Emotions… how to communicate them…

Posted by in Relationships on August 8, 2011 0 comments

Most would say that I’m an emotional person. I wear my heart on my sleeve, I cry at every poignant point in a movie, I’m in touch with what moves me – the poverty stricken African child who hasn’t brought any food to his mouth for a week, reunited people at an airport, when a family loses a loved one through war, when there is a natural disaster that killed and when I’m proud of an achievement my kids have done. These are things that touch my heart and soul, as most would, but somehow, I can’t dive deep into my emotional pool and communicate verbally my emotions to those who matter most.

OK, so we know that emotions are part of our irrational side of our brain. So does that mean, that whenever we try to communicate them verbally, we are no doubt going to make mistakes when we communicate? We say things that we don’t mean? We get pushed to a point to reveal an evil side of ourselves that rarely surfaces, because we can only take so much? Do we end up using words that we subconsciously know will hurt the other person, only to combat the hurt that they give us? Can we take back the words that we so regretfully said, and have our loved one forgive us over time?

It’s so hard to know what’s right, as every individual acts and responds differently, you never know when you will hit a trigger point that loses your beau’s trust. How do you get that trust back?

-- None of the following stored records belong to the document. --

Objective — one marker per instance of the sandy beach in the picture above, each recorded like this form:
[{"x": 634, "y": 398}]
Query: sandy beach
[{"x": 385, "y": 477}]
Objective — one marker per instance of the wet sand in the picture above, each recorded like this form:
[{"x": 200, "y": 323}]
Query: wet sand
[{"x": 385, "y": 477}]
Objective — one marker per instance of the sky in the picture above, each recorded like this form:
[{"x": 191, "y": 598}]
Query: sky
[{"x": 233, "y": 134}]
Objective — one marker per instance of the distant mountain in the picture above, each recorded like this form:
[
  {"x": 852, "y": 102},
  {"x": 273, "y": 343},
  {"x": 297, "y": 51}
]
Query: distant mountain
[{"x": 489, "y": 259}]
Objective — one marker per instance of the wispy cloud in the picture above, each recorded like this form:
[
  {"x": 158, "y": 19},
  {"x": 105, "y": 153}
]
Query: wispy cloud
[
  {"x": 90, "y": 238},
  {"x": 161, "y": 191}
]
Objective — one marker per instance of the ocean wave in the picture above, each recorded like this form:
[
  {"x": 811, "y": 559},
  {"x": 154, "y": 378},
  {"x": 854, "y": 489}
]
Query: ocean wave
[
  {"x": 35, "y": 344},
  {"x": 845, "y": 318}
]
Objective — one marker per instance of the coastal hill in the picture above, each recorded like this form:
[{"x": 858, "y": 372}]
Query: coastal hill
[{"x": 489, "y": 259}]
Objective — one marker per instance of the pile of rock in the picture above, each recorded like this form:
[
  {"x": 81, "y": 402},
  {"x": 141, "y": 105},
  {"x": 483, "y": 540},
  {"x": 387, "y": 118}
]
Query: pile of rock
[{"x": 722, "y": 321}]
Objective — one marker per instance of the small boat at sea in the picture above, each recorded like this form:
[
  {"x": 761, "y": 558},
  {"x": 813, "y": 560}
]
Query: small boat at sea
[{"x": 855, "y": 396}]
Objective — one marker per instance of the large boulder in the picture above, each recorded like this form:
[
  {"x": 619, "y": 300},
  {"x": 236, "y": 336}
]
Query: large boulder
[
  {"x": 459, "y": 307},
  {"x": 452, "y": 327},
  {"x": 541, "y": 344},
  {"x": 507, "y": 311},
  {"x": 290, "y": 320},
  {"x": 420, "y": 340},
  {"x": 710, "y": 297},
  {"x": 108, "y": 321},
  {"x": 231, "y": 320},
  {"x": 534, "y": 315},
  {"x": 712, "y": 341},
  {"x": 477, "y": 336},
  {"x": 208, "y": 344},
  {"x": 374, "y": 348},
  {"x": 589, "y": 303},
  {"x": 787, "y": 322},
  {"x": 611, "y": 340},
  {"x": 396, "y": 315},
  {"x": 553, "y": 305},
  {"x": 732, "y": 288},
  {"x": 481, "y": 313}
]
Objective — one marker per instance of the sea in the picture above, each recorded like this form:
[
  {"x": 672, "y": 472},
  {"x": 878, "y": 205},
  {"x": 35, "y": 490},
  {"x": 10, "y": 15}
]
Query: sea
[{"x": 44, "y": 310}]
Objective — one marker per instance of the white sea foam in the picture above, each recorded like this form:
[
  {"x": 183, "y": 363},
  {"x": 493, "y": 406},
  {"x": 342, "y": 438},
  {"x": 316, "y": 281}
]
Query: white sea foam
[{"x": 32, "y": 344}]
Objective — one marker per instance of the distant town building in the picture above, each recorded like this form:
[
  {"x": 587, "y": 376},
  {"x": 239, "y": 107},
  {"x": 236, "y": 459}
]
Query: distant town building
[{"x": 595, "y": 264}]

I know I’ve hurt my love by not being able to reach into the depths of my soul and verbalise what I truly felt at a time when words were being flung around with passionate animosity. My words, at the time, hit like a dagger into his heart. I can’t retract those words that wounded, I just beg for forgiveness. If it can only be understood that it was my irrationality that took me there, not my rational clarity that draws me to him.

I don’t know how to communicate emotions properly, like I’m guessing 99% of the population don’t know how to. We can only eliminate those who have college degrees in psychology, psychiatry and Freud who can rationalise their emotions and practice their skills everyday. It’s more hurtful when those mental professionals who have the skills to differentiate the rational and the irrational say something intentional to hurt or create a reaction that determine who the person is because they are using their skill to lure their victim into what they don’t want to say, and damn them.

But they are the one’s who know that they have pushed too hard, and can forgive easily, knowing that they have trapped their prey in their web, hurting their loves in the process.

It is a learning curve, knowing how you can cope when pushed. But it’s a very hard lesson to learn.